Every month as you earn income, receive it (and leave it) in your business account. This is where you accumulate your cash. Because it’s in a high-yield savings account, it earns interest as it waits for you to use it. From this money, pay yourself as if you were an employee. Your monthly salary is whatever you calculated as your monthly budget, your minimum monthly income from the past twelve months.
First, you reset your salary. Based on the previous year’s numbers, your income might increase — or it might decrease.
Next, you use the “extra” money you’ve been accumulating in your business account to pay taxes. I could write an entire article on budgeting for taxes with an irregular income, but for now let’s just note that it’s very important that you remember to account for them, especially if nobody else is withholding them from your paycheck.

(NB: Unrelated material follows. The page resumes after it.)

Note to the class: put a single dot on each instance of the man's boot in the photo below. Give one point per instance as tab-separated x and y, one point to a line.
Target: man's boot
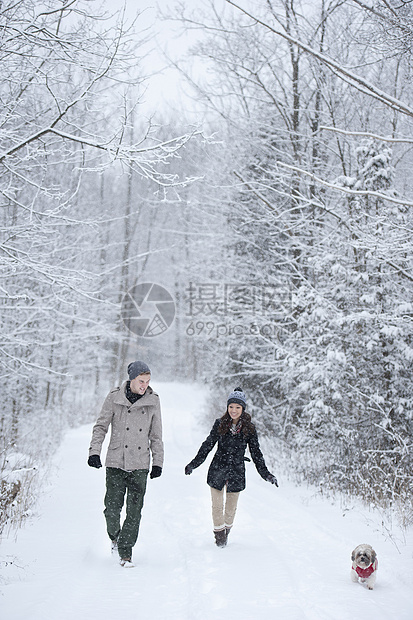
220	537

Finally, if you have anything left after paying taxes, you pull this money out of the business account as personal income. It is, in essence, a year-end bonus. You can use it for whatever you see fit: debt reduction, long-term savings, or a Corvette.
Here is display to better picture how things should come together.
Whatever you do, remember: It’s easier to deal with a budget surplus than it is to deal with a budget deficit!
If possible, live off just one income. If you have an irregular income but you have a partner who makes steady money, explore the possibility of living solely on their income. Use your partner’s money to meet the necessities, and use yours to pay for savings and extras. This isn’t an option for most people, but if you can manage it, it’s a great way to budget.”